Когда с Димой грубо разговаривали, он очень робел и от робости сам становился некорректным.
— Нет, не все, — сказал он.
— Странный вы какой-то, ей-богу, — поделилась секретарша. — Сначала вам нужен тигр, потом вам не нужен тигр. Делать вам, что ли, нечего? Мне бы ваши заботы.
Она выдвинула маленький ящичек и вытащила оттуда третью большую тетрадь. Видимо, Димины заботы казались ей праздными по сравнению с ее собственными.
— Ну, что вы стоите? — спросила она.
— А что делать? — тихо пожаловался Дима. — Не могу же я сам его отравить…
— А зачем сам? Отведите в ветлечебницу. Его усыпят и все.
Когда человеку плохо, он бежит туда, где его любят, где ему верят.
Дима побежал к Ляле.
Волосы у нее на этот раз были желтые, рассыпанные по плечам.

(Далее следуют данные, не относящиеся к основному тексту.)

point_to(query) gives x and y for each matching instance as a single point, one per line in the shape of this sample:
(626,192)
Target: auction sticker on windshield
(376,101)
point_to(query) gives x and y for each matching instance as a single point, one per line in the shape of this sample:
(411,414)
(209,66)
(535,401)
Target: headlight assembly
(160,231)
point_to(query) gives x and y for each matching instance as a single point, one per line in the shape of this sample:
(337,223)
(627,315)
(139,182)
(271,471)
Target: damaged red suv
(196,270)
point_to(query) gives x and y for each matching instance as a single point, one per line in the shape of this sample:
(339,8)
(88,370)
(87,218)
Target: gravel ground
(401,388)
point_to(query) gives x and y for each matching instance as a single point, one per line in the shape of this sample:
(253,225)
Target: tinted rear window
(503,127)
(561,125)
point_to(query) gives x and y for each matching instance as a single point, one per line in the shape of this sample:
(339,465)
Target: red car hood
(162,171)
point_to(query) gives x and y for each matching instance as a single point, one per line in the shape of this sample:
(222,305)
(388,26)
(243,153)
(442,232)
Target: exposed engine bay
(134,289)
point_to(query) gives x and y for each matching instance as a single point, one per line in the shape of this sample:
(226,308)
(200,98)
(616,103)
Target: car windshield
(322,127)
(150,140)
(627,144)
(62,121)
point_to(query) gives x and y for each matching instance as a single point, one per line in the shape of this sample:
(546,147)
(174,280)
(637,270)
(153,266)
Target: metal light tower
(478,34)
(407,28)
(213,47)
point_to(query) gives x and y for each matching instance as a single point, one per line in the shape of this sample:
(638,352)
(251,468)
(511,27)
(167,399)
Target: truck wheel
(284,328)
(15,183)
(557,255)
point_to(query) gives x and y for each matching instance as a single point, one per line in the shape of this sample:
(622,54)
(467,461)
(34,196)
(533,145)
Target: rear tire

Если бы рядом с ней поставить Бриджит Бардо, было бы совершенно невозможно отличить: которая из них Бриджит, а которая Ляля.
День стоял весенний, и половина мостовой была сухая, яркая, а другая половина находилась в тени, асфальт там был влажный и темный.
Дима стоял на солнечной стороне. Привалившись к водосточной трубе, слушал лицом теплое солнце и чувствовал такую усталость, будто он пронес по городу тяжелые чемоданы.
— Я понимаю тебя, — печально проговорила Ляля и провела ладошкой по худой Диминой щеке. Она понимала его и жалела. Это была настоящая женщина. — Заведи себе другую мечту.
— Но это предательство! — воскликнул Дима и сложил три пальца вместе, будто собирался молиться.
— Почему предательство? — удивилась Ляля. — Осуществленная мечта уже не мечта.
— Если я не сохраню тигра, я не знаю, как это объяснить, но от меня уйдет лучшая часть меня.
— А если ты его сохранишь, он вырастет и сожрет тебя. И от тебя вообще ничего не останется.
Лялина ладонь показалась Диме холодной и жесткой. Он снял ее со щеки, потом приподнял плечо и ветер щеку о плечо.
Ветлечебница ничем не отличалась от человеческой поликлиники, и Дима почувствовал себя в привычной обстановке.
Он снял в гардеробе пальто, потом подошел к окошечку, над которым было написано «Справочное».
— Вы первый раз? — спросили в справочном.
— Первый, — сказал Дима. — И последний.
— Это нас не интересует, — строго заметили в справочном. — Обратитесь в регистратуру, на вас заведут карточку.
Дима сделал два шага вправо и сунул голову в окошечко рядом.
— Кличка… — спросила регистраторша. Здесь говорили конспективно и коротко. Только о главном.
— Чья? — не понял Дима.
— Как вы думаете, чья? Не ваша, конечно…
Дима смутился.
— Тигр, — сказал он.
— Кот?
— Тигр, — повторил Дима.
— Я спрашиваю: кот или кошка?
— Из семейства кошачьих, — неопределенно ответил Дима. Регистраторша подняла на него глаза. Дима молчал, она пожала плечами и что-то пометила в карточке.
— Фамилия?
— Чья?
— Ну не кошки, конечно. Ваша.
— Коростышевский.
— Тигр Коростышевский, — продиктовала себе регистраторша и протянула Диме талон.